The script, like the tool, needs to be uploaded to the node before use. In addition, you need to define the following script builder before using the script.

self._echo_script = CustomScriptBuilder(
    Path(__file__).parent.joinpath("scripts"), ["echo.sh"]
)

Once defined, the script can be used like script: CustomScript = node.tools[self._echo_script].

Please note that it is recommended that you use the tools in LISA instead of writing scripts. Bash scripts are not as flexible as Python, so we prefer to write logic in Python.

Features

The feature needs to be declared in the requirements of the test suite or test case, as shown below. It means that the test case requires the feature, and if the feature is not available in the environment, the test case will be skipped.

@TestCaseMetadata(
    requirement=simple_requirement(
        supported_features=[SerialConsole],
    ),
)

After the declaration, you can use the feature just like the tool, by calling node.features[SerialConsole].

Hooks

Hooks are used to insert extension logic in the platform.

update_test_result_message

Called when a test result message will be sent to notifier. In this hook, the result message can be modified for extension. But be carefully, it may break other functionality.

@hookimpl
def update_test_result_message(
      self, message: TestResultMessage
) -> None:
      ...

get_environment_information

It returns the information of an environment. It’s called when a test case is completed.

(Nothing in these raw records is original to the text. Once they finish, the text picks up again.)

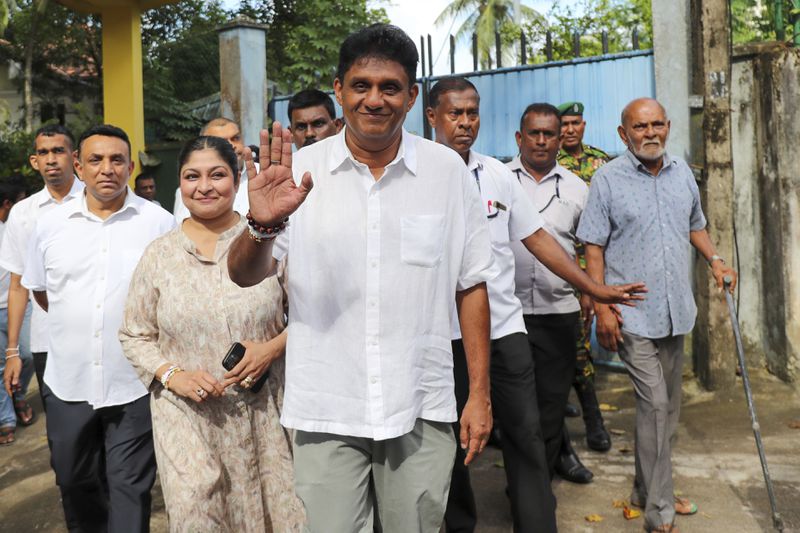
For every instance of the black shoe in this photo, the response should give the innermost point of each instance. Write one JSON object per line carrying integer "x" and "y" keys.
{"x": 569, "y": 467}
{"x": 597, "y": 438}
{"x": 495, "y": 436}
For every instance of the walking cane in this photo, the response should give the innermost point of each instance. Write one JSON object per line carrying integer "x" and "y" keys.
{"x": 777, "y": 521}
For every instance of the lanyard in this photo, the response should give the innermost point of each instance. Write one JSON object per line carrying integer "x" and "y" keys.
{"x": 550, "y": 201}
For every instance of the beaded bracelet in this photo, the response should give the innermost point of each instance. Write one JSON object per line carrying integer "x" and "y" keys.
{"x": 168, "y": 373}
{"x": 259, "y": 236}
{"x": 269, "y": 230}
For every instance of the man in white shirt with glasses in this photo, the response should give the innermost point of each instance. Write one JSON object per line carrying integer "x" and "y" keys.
{"x": 517, "y": 380}
{"x": 549, "y": 303}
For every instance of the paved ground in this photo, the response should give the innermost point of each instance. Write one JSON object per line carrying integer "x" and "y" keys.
{"x": 715, "y": 462}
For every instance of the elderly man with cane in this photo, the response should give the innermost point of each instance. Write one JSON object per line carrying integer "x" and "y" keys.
{"x": 642, "y": 216}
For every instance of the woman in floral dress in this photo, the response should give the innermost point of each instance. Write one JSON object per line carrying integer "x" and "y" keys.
{"x": 224, "y": 461}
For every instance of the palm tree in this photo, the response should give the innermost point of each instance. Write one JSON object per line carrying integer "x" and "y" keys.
{"x": 7, "y": 9}
{"x": 485, "y": 17}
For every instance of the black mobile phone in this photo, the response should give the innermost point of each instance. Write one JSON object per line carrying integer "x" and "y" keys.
{"x": 232, "y": 358}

Please note that to avoid the mutual influence of hooks, there is no upper try...except.... If a hook fails, it will fail the entire run. If you find such a problem, please solve it first.

@hookimpl  # type: ignore
def get_environment_information(self, environment: Environment) -> Dict[str, str]:
    information: Dict[str, str] = {}

azure_deploy_failed

Called when Azure deployment fails. This is an opportunity to return a better error message. Learn from example in hooks.py.

@hookimpl  # type: ignore
def azure_deploy_failed(self, error_message: str) -> None:
    for message, pattern, exception_type in self.__error_maps:
        if pattern.findall(error_message):
            raise exception_type(f"{message}. {error_message}")

azure_update_arm_template

Called when it needs to update ARM template before deploying to Azure.

@hookimpl
def azure_update_arm_template(
    self, template: Any, environment: Environment
) -> None:
    ...

Best practices

Debug in ready environment

Debugging test cases or tools can be done on a local computer, in the ready environment, or in the deployed Azure environment. We recommend the latter two methods as they can save a lot of deployment time.